Le Fardeau de Lucifer
Comment vont tes mains ? demandai-je en caressant ses cheveux.
Elle les leva devant son visage, de sorte que je pus apercevoir ses bandages dans la lumière du ciel étoilé.
— Elles font encore mal, mais dame Pernelle m’assure qu’elles seront comme avant.
— Tu aurais pu laisser ta vie dans cette histoire, dis-je d’un ton amer en fixant le plafond.
— Je sais. Et après ?
— C’est par ma faute que tu y as été entraînée.
— Tu t’en veux ? C’est pour cela que tu es si triste ?
— Entre autres choses, oui.
Elle se redressa sur un coude. Comme je persistais à regarder le plafond, elle me saisit le menton du bout des doigts et tourna mon visage vers elle. Son expression était intense et grave.
— Eh bien, tu fais erreur, Gondemar, dit-elle d’un ton convaincu. N’as-tu vraiment rien compris de ce que je t’ai dit quand nous étions au cachot ? Cette affaire me concerne aussi, que cela te plaise ou non. Je suis une Foix. Depuis très longtemps, notre famille est liée à la même cause que toi. Tante Esclarmonde davantage que moi, je te le concède. Mais mon implication était écrite dans le ciel et tu n’es pas responsable de ce qui s’est produit. Nos destinées se sont croisées, tout simplement.

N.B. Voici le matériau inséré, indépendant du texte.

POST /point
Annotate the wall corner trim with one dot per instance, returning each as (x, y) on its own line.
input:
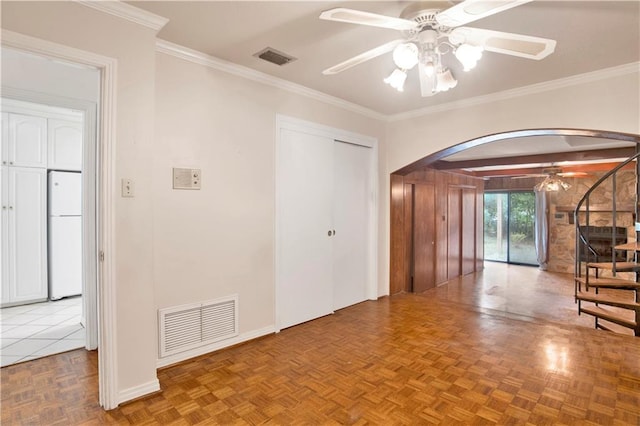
(620, 70)
(138, 391)
(128, 12)
(200, 58)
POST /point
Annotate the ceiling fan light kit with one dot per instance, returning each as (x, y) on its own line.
(431, 30)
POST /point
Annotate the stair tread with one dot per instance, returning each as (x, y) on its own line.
(619, 265)
(598, 298)
(635, 246)
(609, 282)
(599, 312)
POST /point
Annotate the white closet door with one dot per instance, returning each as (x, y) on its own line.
(304, 257)
(351, 205)
(27, 229)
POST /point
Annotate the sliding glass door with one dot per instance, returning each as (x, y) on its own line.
(509, 219)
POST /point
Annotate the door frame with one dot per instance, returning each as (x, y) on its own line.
(508, 193)
(105, 202)
(295, 124)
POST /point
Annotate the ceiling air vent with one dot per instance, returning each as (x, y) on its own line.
(275, 57)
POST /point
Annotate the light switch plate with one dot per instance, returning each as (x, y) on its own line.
(186, 178)
(127, 187)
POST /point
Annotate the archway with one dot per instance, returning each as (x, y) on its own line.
(451, 241)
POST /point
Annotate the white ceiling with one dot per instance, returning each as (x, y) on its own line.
(591, 35)
(533, 145)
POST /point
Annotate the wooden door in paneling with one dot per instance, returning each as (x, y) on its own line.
(468, 230)
(423, 237)
(408, 236)
(454, 225)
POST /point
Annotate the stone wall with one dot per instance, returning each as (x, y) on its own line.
(561, 226)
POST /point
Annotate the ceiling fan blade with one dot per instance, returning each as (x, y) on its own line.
(427, 84)
(472, 10)
(507, 43)
(353, 16)
(363, 57)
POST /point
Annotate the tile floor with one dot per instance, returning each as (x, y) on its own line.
(40, 329)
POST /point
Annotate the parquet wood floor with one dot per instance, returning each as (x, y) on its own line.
(402, 360)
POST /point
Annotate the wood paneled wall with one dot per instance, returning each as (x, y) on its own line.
(447, 205)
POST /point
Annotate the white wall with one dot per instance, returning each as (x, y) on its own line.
(220, 240)
(42, 75)
(75, 25)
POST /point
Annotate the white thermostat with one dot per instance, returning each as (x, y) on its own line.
(186, 178)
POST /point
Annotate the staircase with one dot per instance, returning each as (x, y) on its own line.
(617, 273)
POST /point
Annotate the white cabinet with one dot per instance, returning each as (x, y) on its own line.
(25, 144)
(64, 145)
(24, 232)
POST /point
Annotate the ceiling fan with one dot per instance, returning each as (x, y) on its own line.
(434, 28)
(552, 172)
(552, 179)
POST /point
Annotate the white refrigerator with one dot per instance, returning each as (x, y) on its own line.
(65, 234)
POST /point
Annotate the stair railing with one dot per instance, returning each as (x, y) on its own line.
(582, 238)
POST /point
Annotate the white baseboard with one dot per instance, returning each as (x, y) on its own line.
(138, 391)
(173, 359)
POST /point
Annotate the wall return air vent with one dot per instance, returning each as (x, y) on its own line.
(191, 326)
(270, 54)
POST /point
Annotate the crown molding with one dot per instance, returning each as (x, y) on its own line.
(128, 12)
(200, 58)
(589, 77)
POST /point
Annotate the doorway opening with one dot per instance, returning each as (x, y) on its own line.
(49, 270)
(509, 220)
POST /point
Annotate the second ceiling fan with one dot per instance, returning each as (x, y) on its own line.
(433, 29)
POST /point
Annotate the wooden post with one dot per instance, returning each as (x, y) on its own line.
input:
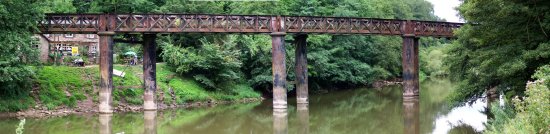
(105, 124)
(280, 121)
(106, 71)
(150, 122)
(149, 70)
(303, 117)
(410, 66)
(411, 111)
(301, 69)
(279, 70)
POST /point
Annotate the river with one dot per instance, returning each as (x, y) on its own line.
(357, 111)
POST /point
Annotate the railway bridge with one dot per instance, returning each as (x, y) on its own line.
(107, 25)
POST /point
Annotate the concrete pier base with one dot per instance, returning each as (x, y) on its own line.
(150, 122)
(105, 124)
(280, 121)
(411, 115)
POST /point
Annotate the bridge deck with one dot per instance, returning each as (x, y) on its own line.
(254, 24)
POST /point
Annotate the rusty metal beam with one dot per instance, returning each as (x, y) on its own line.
(149, 70)
(301, 68)
(106, 71)
(211, 23)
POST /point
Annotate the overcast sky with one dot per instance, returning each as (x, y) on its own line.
(446, 9)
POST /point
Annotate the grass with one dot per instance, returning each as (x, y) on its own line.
(61, 85)
(65, 86)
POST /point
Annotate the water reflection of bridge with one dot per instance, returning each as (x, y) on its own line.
(107, 25)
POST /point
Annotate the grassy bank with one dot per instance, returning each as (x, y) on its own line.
(62, 86)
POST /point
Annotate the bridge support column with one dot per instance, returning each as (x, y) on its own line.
(410, 66)
(301, 69)
(150, 122)
(149, 71)
(106, 71)
(279, 70)
(303, 117)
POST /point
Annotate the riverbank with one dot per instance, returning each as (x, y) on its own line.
(62, 90)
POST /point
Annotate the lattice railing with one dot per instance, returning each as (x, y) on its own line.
(207, 23)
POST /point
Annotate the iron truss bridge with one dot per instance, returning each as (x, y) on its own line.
(243, 24)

— Voilà une chose fort dangereuse pour toi.
Je sentis une boule me monter dans la gorge. J’éprouvais un besoin puissant de vider mon sac, de dire à quelqu’un, ne serait-ce qu’une fois, tout ce que j’avais fait. Elle m’en empêcha avec un baiser. Puis les choses suivirent leur cours. Ses mains étaient blessées, certes, mais sa bouche était vorace et son corps fervent. Avec reconnaissance, j’oubliai ma vie dans son étreinte, me perdant dans cette union de nos deux âmes. Cette nuit-là, je pris Cécile plusieurs fois, avec une tendresse que je ne me connaissais pas, cessant instinctivement les mouvements de mon bassin pour la regarder dans les yeux en caressant ses joues et arrêter le temps avant que le pire ne vienne. Et lorsque le plaisir nous prenait, il était doux, lui aussi, dénué de violence, serein. Parfait.
J’avais le sombre sentiment de lui faire mes adieux et elle le sentit. Alors que nous reprenions notre souffle, couverts de sueur, elle posa son menton sur ma poitrine et m’examina avec sérieux en caressant distraitement le poil roux qui la couvrait.
— Tu partiras, n’est-ce pas ? s’enquit-elle, une tristesse mal contenue dans la voix.
— Oui.
Que Dieu me rappelle en enfer ou qu’il me laisse sur terre, je devrais partir. C’était inévitable. Pour affronter ma damnation ou pour continuer à chercher la Vérité. D’une façon ou de l’autre, ma présence ici n’était que passagère. Au mieux, je pouvais espérer revenir. Mais, depuis deux ans, j’avais chèrement appris que l’espoir n’avait pas sa place dans la vie qu’on m’avait imposée. Pas plus que le bonheur.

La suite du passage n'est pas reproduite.